82年には先発ローテの一角、88年は守護神として中日の優勝に貢献した郭源治


 一方、84年のロス五輪で野球が公開競技として初めて採用されたのをきっかけに、日米以外の各国でも野球が発展したのもこの時期。韓国では82年からプロ野球がスタートし、もともとリトル・リーグのレベルが世界有数だった台湾は、好選手を輩出した。

 ロス五輪に台湾代表のエースとして出場した郭泰源は巨人との激しい争奪戦の末、85年に西武入り。同年にロッテ入りした荘勝雄と、81年から中日で活躍中だった郭源治の3人は「二郭一荘」と四字熟語のように呼ばれた。

 さらに、88年に巨人の3人目の外国人として巨人入りしていた呂明賜が、クロマティの骨折により一軍デビューすると初打席本塁打を含む9試合で7本塁打と大活躍。「夜のヒットスタジオ」に出演したとんねるずが七夕の短冊に「呂になりたい」と書くなど、こちらも前年のホーナーのような一種の社会現象となった。

 日本経済は「バブル」の時代。
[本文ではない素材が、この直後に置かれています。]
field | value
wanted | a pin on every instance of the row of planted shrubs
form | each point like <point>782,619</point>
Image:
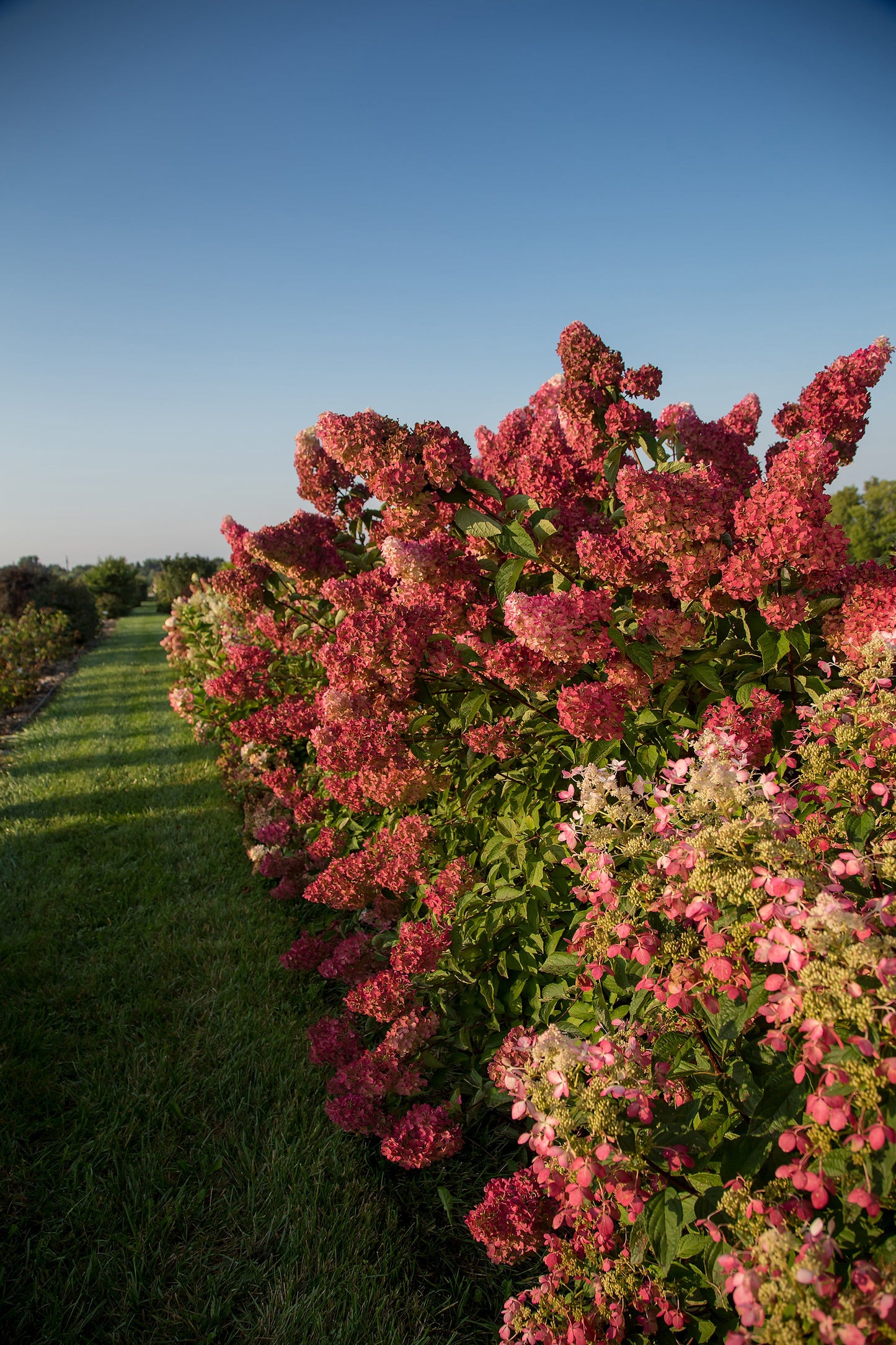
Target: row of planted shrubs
<point>578,759</point>
<point>46,611</point>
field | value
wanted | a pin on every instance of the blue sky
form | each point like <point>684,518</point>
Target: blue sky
<point>221,218</point>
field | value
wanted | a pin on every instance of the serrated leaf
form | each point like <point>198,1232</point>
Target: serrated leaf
<point>479,483</point>
<point>559,962</point>
<point>508,895</point>
<point>664,1216</point>
<point>477,525</point>
<point>745,1157</point>
<point>507,579</point>
<point>640,655</point>
<point>518,541</point>
<point>706,676</point>
<point>611,465</point>
<point>773,647</point>
<point>556,990</point>
<point>860,826</point>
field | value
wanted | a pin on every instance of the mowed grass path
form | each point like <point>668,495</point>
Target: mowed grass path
<point>166,1168</point>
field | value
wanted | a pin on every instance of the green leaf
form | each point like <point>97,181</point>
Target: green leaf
<point>664,1216</point>
<point>559,962</point>
<point>640,655</point>
<point>649,761</point>
<point>798,639</point>
<point>706,676</point>
<point>860,826</point>
<point>518,541</point>
<point>471,705</point>
<point>743,695</point>
<point>508,895</point>
<point>773,649</point>
<point>556,990</point>
<point>482,486</point>
<point>611,465</point>
<point>507,579</point>
<point>477,525</point>
<point>743,1157</point>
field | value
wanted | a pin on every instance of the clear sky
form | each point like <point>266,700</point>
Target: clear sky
<point>222,217</point>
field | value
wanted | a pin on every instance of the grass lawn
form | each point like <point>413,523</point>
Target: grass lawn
<point>166,1168</point>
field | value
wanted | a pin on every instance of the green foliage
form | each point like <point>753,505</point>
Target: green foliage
<point>176,573</point>
<point>116,586</point>
<point>168,1172</point>
<point>49,587</point>
<point>868,519</point>
<point>29,646</point>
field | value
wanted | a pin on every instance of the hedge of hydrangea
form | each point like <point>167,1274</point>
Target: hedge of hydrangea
<point>578,762</point>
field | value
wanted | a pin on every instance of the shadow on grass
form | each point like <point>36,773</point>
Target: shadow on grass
<point>166,1163</point>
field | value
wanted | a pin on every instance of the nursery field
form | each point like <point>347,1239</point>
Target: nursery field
<point>167,1168</point>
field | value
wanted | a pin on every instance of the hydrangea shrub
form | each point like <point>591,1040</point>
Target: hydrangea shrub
<point>577,756</point>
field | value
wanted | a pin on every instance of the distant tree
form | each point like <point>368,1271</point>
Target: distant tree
<point>116,586</point>
<point>178,573</point>
<point>868,519</point>
<point>49,587</point>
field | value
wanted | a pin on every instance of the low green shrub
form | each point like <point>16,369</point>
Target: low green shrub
<point>178,574</point>
<point>29,646</point>
<point>116,586</point>
<point>868,519</point>
<point>29,583</point>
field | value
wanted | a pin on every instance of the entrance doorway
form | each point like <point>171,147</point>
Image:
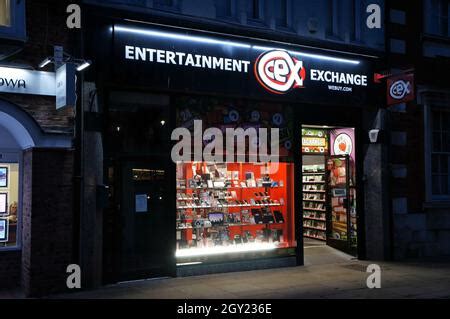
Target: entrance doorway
<point>329,191</point>
<point>146,248</point>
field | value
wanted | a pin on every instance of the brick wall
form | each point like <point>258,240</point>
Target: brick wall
<point>9,269</point>
<point>46,27</point>
<point>418,232</point>
<point>47,220</point>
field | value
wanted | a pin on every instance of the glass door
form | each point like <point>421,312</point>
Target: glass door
<point>147,236</point>
<point>341,197</point>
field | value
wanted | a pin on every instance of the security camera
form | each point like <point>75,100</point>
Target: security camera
<point>373,135</point>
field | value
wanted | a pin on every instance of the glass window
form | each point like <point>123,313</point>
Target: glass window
<point>255,9</point>
<point>233,208</point>
<point>164,3</point>
<point>224,8</point>
<point>440,154</point>
<point>437,17</point>
<point>5,13</point>
<point>9,204</point>
<point>281,13</point>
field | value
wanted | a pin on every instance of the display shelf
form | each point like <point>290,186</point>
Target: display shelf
<point>314,237</point>
<point>229,206</point>
<point>232,225</point>
<point>313,191</point>
<point>315,209</point>
<point>315,228</point>
<point>313,173</point>
<point>227,187</point>
<point>319,182</point>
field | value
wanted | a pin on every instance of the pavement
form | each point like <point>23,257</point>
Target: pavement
<point>327,274</point>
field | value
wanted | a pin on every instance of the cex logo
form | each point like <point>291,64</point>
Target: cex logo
<point>278,72</point>
<point>399,89</point>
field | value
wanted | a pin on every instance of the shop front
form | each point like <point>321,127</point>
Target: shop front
<point>224,153</point>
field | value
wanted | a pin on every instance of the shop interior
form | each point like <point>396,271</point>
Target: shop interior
<point>329,189</point>
<point>227,209</point>
<point>9,196</point>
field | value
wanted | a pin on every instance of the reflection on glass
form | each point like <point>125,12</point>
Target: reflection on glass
<point>9,198</point>
<point>233,208</point>
<point>5,13</point>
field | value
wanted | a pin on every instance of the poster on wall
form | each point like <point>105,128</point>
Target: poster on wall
<point>3,230</point>
<point>141,203</point>
<point>3,176</point>
<point>343,142</point>
<point>3,203</point>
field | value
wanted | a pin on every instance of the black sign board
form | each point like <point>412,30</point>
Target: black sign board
<point>173,59</point>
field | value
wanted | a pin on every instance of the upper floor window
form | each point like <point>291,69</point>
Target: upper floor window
<point>281,13</point>
<point>440,154</point>
<point>332,18</point>
<point>164,3</point>
<point>437,14</point>
<point>12,19</point>
<point>225,8</point>
<point>255,9</point>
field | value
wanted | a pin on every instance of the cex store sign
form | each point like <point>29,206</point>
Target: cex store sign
<point>172,59</point>
<point>400,89</point>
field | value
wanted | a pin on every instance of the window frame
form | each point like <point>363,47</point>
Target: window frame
<point>14,156</point>
<point>434,15</point>
<point>17,28</point>
<point>428,144</point>
<point>233,12</point>
<point>261,15</point>
<point>166,7</point>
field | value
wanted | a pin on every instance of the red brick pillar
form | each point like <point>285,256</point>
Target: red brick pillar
<point>47,216</point>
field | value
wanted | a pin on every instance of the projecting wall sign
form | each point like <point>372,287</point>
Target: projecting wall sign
<point>167,58</point>
<point>22,81</point>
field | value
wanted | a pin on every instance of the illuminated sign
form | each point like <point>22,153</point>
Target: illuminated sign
<point>400,89</point>
<point>21,81</point>
<point>168,58</point>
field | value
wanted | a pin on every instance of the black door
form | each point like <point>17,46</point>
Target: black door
<point>147,245</point>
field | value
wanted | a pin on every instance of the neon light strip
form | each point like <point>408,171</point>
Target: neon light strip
<point>309,55</point>
<point>218,250</point>
<point>175,36</point>
<point>208,40</point>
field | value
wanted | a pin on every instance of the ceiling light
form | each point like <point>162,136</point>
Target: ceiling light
<point>45,62</point>
<point>83,66</point>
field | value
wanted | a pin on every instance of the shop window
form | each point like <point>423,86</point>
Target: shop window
<point>12,19</point>
<point>165,4</point>
<point>5,13</point>
<point>235,209</point>
<point>9,204</point>
<point>282,13</point>
<point>440,155</point>
<point>255,10</point>
<point>226,209</point>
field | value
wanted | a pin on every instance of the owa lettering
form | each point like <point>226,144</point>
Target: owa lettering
<point>13,83</point>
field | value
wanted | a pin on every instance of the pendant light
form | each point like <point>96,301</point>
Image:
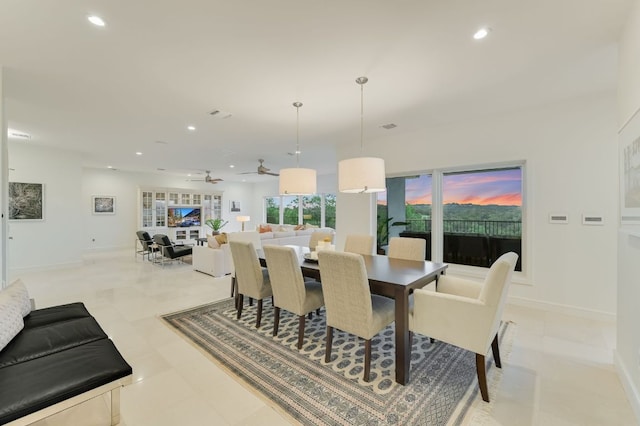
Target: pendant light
<point>361,174</point>
<point>297,181</point>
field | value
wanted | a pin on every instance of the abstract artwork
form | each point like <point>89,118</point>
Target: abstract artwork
<point>26,201</point>
<point>103,204</point>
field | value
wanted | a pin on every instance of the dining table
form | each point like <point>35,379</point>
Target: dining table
<point>393,278</point>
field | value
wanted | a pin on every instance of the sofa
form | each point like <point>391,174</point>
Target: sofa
<point>53,358</point>
<point>297,235</point>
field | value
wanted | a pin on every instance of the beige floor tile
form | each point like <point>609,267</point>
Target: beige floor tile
<point>559,370</point>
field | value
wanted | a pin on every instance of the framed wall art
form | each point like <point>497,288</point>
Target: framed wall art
<point>630,172</point>
<point>103,204</point>
<point>26,201</point>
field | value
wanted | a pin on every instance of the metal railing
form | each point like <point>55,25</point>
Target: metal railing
<point>470,227</point>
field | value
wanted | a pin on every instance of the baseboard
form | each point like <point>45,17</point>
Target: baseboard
<point>15,272</point>
<point>633,394</point>
<point>562,309</point>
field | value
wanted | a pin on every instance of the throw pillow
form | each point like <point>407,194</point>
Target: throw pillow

セ・リーグでバース、クロマティ、ホーナーと華やかな活躍を見せる選手がいた一方で、近鉄ではマネーが「球場が汚い」という理由で帰国、デービスが大麻所持で逮捕されたり、メジャーでの実績はすごかったが日本で活躍できなかったオグリビーという選手もいた(オグリビーは本塁打王経験者。首位打者経験のあるマドロックという選手もロッテにいた)。まとめると、マネーが途中帰国した代わりに獲得したのがデービスで、デービスがシーズン中に逮捕され代わりに中日から獲得したのがブライアントだった。